Barrington, Margaret (Louise) (1896–1982), writer and journalist, was born 10 May 1896 in Malin, Co. Donegal, one of three daughters of Richard Barrington, RIC sergeant (later district inspector), and Charlotte Barrington (née Scott). Owing to her mother's poor health, her early life was spent with her maternal grandfather on his estate in Malin; she later moved to her parents' home in Dungannon, Co. Tyrone. Educated at the Royal School, Dungannon, at Alexandra College, Dublin, and in Normandy, she went on to attend TCD, where she graduated as a gold medallist with a BA in modern literature (1918). She married (1922) the historian Edmund Curtis (qv) and later taught French and German in several Dublin schools. Her earliest published work dates from 5 June 1918, when she contributed an article on the treatment of women students to TCD's College Miscellany. This was followed by a short story and play, published in the Dublin Magazine in December 1923 and March 1924 respectively. Her growing literary reputation was further enhanced by her regular attendance at George Russell's (qv) social gatherings, where she met the likes of James Stephens (qv) and W. B. Yeats (qv). Liam O'Flaherty (qv), who was first introduced to her at Russell's salon (March 1924), described her as being ‘the little marvel of the literary circle here’. She appears to have rapidly embarked on an affair with O'Flaherty, and by July of that year she had left her husband and was living with him in England. Having outraged the literary establishment, she went on to contribute a controversial short story, ‘Colour’, to Francis Stuart's (qv) short-lived journal To-morrow (August 1924), in which she tackled racial and sexual taboos.
Returning to Ireland (December 1924), she and O'Flaherty were coldly received by many old acquaintances, and for a time experienced financial difficulties. After her divorce from Curtis, they married in London (March 1926), where her only child, Pegeen, was born soon after. O'Flaherty undoubtedly admired her intellect and talents and encouraged her to write (on occasion sending drafts of her work to his friend the critic Edward Garnett), but throughout their eight years together, during which they travelled extensively in Ireland, England, and France, she wrote very little. This she blamed on the ‘difficulties’ of married life. By the late 1920s the marriage was coming apart; in June 1930 she was forced to write to a friend, A. D. Peters, to ask if he knew of O'Flaherty's whereabouts. They separated in 1932. Barrington settled in London, where she entered into one of the most productive periods of her life: writing, translating, organising support for the republicans during the Spanish civil war, and providing assistance for refugees from Nazi Germany. A keen supporter of the British Labour Party, she took charge (November 1938) of the women's column of the left-wing paper Tribune. Her work was also broadcast by the BBC and in 1939 her novel My cousin Justin was published.
The outbreak of the second world war prompted her return to Ireland. With her friends Ewart Milne and Stella Jackson she established herself in Leap, Co. Cork, for some time.

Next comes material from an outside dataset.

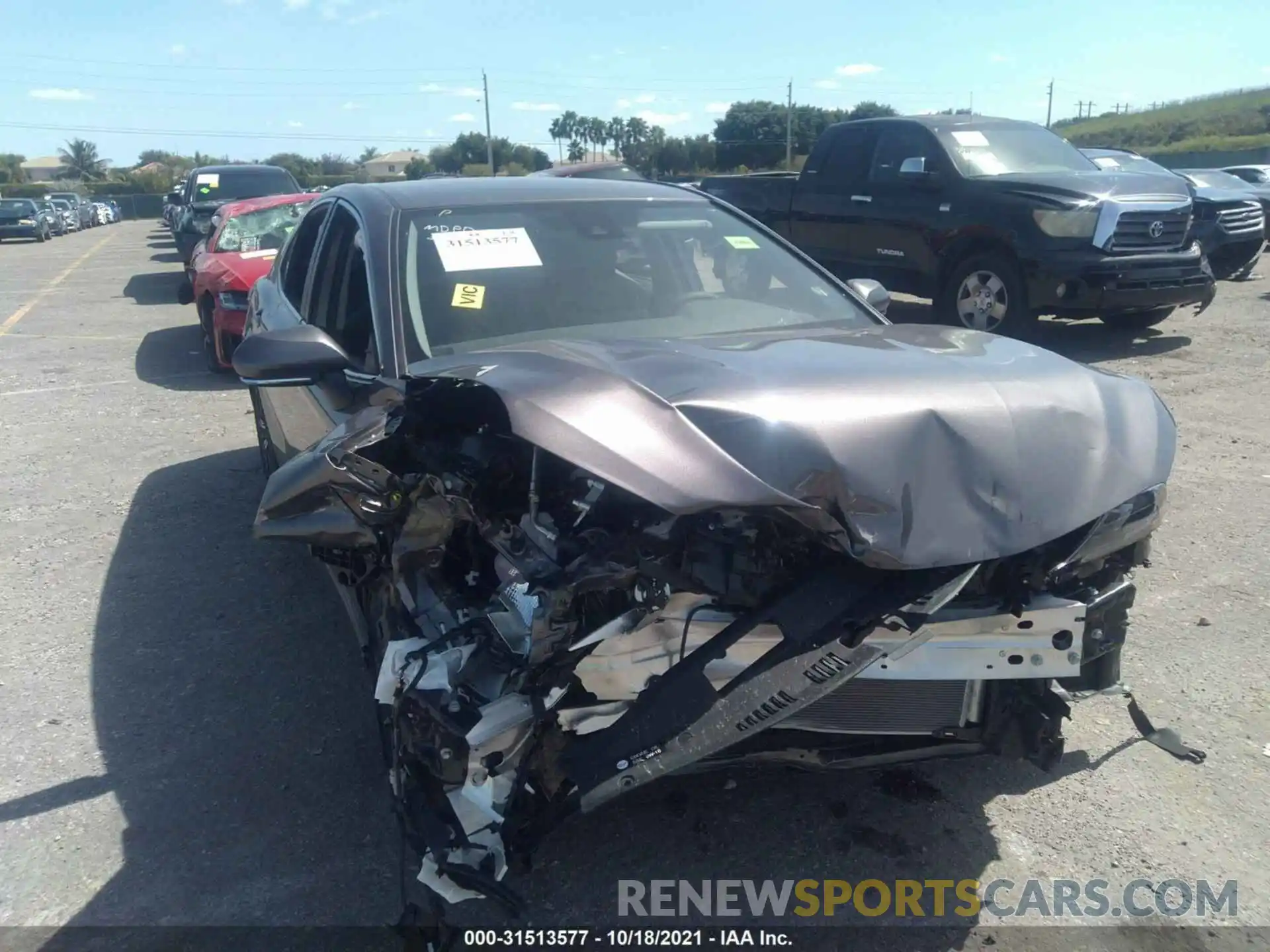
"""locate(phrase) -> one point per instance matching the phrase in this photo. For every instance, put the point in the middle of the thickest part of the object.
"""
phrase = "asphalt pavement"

In the years that followed (1941–52) she regularly contributed essays, short stories, letters, and reviews to The Bell. After a period in Castletownsend (1947–53) she settled in Kinsale, where for a time she was joined by fellow writer Kay Starr. Her later years were spent in relative obscurity. She died 8 March 1982 in a Kinsale nursing home and was buried locally. A collection of short stories, David's daughter Tamar, was published posthumously (1982); at least three novels remain unpublished.